O conceito de família no século XXI
Enviada em 09/08/2018
Segundo o sociólogo Émile Durkheim, a sociedade funciona como um corpo biológico onde o mau funcionamento de uma das partes provoca um colapso total. Paralelamente a isso, as pessoas conservadoras condenam novos moldes de família que fogem da tradição, pai, mãe e filhos, contribuindo para o preconceito. Portanto, é necessário que haja uma reeducação social, incluindo as uniões atuais, estabelecendo o respeito como alicerce principal, visto que esse problema seja atual, conquanto tenha arraigados fatos históricos com consequências pautadas no socioculturalismo.
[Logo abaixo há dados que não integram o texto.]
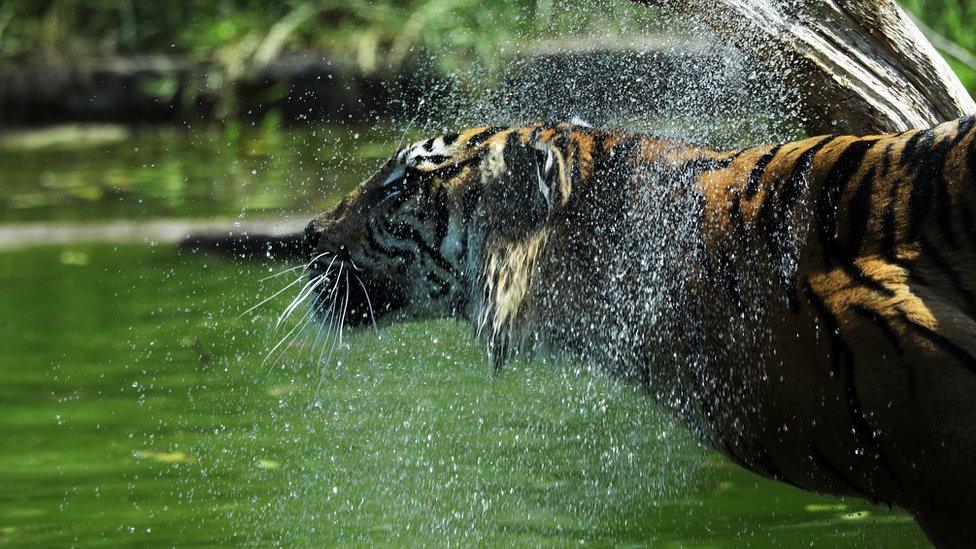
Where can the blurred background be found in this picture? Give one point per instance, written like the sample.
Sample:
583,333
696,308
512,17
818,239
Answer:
145,393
Em primeira análise, historicamente inferindo, com a oficialização do Cristianismo no Império Romano, os antigos judeus perseguiam os homossexuais e a homossexualidade era vista como ameaça institucional. Não só no passado, como também na contemporaneidade, os homossexuais ainda sofrem preconceitos como a questão das uniões homoafetivas não serem reconhecidas como entidade familiar. De fato, no Brasil, por exemplo, em 2015 foi aprovada uma proposta que reconhece como família somente a união entre homens e mulheres através do casamento ou união estável. Com isso, o Conselho dos Direitos humanos do Distrito Federal acionou a Procuradoria Geral da República para que o órgão adotasse medidas contra o projeto de Lei que cria o Estatuto da Família considerando-o indiscriminatório e inconstitucional pois exclui casais LGBT’s do conceito de família.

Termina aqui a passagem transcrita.